Standing in front of Notre Dame that night, with smoke still billowing, president Emmanuel Macron vowed, “We will rebuild this cathedral.” His hope was to have it ready for visitors by July 2024, when France is hosting the Summer Olympics. But French officials say they are now aiming for the end of 2024.
“We will have two extraordinary events in France in 2024: the Olympic Games and the reopening of Notre Dame,” Jean-Louis Georgelin, the French army general tasked with overseeing the project, told journalists touring the wood workshop on Thursday. “The image of France is at stake in those two events.”

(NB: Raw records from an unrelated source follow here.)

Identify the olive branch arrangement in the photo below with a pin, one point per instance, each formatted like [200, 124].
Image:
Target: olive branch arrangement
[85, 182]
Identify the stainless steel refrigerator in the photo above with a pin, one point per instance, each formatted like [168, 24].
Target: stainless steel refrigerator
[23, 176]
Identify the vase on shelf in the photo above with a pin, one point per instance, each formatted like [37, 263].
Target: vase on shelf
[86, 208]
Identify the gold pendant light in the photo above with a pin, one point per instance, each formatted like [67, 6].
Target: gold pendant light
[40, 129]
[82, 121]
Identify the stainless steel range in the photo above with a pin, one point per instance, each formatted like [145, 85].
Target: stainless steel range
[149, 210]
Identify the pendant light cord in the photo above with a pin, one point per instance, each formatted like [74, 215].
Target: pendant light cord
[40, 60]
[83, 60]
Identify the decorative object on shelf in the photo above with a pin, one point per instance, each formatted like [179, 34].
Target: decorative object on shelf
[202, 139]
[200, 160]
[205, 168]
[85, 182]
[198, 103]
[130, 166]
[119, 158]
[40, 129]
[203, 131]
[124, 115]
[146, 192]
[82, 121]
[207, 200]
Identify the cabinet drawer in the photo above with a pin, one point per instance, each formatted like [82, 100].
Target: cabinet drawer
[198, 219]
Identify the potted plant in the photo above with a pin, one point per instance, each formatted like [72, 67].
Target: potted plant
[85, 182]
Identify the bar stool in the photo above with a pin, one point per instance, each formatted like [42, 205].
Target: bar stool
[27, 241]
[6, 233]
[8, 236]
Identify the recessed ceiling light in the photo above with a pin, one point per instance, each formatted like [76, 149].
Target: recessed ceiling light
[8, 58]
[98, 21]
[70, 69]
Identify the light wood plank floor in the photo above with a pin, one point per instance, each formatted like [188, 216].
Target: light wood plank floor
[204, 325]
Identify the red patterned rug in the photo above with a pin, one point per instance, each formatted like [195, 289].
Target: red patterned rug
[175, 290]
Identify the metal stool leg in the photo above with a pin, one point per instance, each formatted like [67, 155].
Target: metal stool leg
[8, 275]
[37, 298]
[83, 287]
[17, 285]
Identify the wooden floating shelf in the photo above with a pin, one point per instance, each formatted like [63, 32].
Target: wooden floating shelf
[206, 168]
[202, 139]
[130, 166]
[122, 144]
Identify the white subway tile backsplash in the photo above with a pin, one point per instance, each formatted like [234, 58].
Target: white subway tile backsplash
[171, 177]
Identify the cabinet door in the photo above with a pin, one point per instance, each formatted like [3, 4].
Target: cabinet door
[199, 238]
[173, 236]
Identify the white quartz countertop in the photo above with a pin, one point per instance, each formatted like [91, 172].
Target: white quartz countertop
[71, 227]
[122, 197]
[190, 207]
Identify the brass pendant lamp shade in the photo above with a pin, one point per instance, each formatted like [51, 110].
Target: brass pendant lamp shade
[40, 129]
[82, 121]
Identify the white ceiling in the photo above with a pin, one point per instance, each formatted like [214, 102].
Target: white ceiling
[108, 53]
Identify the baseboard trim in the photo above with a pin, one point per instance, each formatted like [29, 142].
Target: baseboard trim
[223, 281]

Villeneuve had been involved at Notre Dame before the fire, overseeing repair work since 2013. He wasn’t in Paris when the first fire engines rushed to the cathedral. But as soon as he heard, he jumped on the last train from the Atlantic coast.
“Luckily, I didn’t see the spire fall,” he said. “I don’t think I really would have recovered from that.”
In the following days, he and his team identified the most destabilised parts of the cathedral. As workers secured the building over the following two years, French architects, church representatives and politicians sparred over how to rebuild.
Some architects proposed reconstructing the collapsed roof as a greenhouse, or with stained glass instead of wood, or even replacing it entirely with a swimming pool. Not all of those proposals appeared to be serious, but advocates of a modernised design argued that the fire presented a chance to start anew, as previous generations of architects had done.
Notre Dame has undergone multiple transformations in its more than 850-year history. Through the centuries, the cathedral’s windows were widened and the flying buttresses reconstructed. After an old spire was removed over safety concerns in the 18th century, the cathedral went decades without its now most iconic feature. Under the architectural leadership of Eugène Emmanuel Viollet-le-Duc, Notre Dame was subject to such dramatic changes in the 19th century that many scholars today say the building is more representative of that period than of its medieval origins.
Successive French presidents have been eager to leave their imprint on the centre of Paris, personally championing projects such as the Louvre pyramid and Pompidou Center. Macron, who had been elected on a platform of renewal two years before the fire, suggested a “contemporary architectural gesture” in the new spire design. But after a backlash – including a threat by architect Villeneuve to resign – he embraced a reconstruction closely replicating the original.
It will look different in some ways, though.
“Before the fire, we had a very dirty cathedral – walls that looked almost black or dark grey, because of the pollution from candles and smoke,” says Sandron. “Now, the colour of the stones is very light.”
Aurélien Lefevre, who leads a group of carpenters working on the reconstruction, says the project remains a challenge – but not one that is insurmountable. Problems can appear at any stage, which is why the test run of assembling the wooden beams this past week was a crucial step.
“We’re not immune to forgetting something,” Lefevre says.
Especially for younger carpenters, being part of the project may be a once-in-a-lifetime opportunity, he says.
Nearby, dozens of carpenters saw, hammer and polish wooden beams made from centuries-old oak trees. More than 1,000 carefully selected trees from across France have been felled for the reconstruction.
On the edges of the workshop, the skeletons of walls for local construction projects have been pushed aside to make space for the project that will remain the priority over the next months.
Outside, Villeneuve rattles off a list of project milestones: “The galleries are finished, the north and south transept done.”
Other parts – including the spire, decoration, vault and furniture – remain works in progress. But after the shock and devastation of 2019, every sign of progress matters to those who care deeply about the building.
“It’s balm on my scars,” Villeneuve says. “By rebuilding the cathedral, I’m also rebuilding myself.”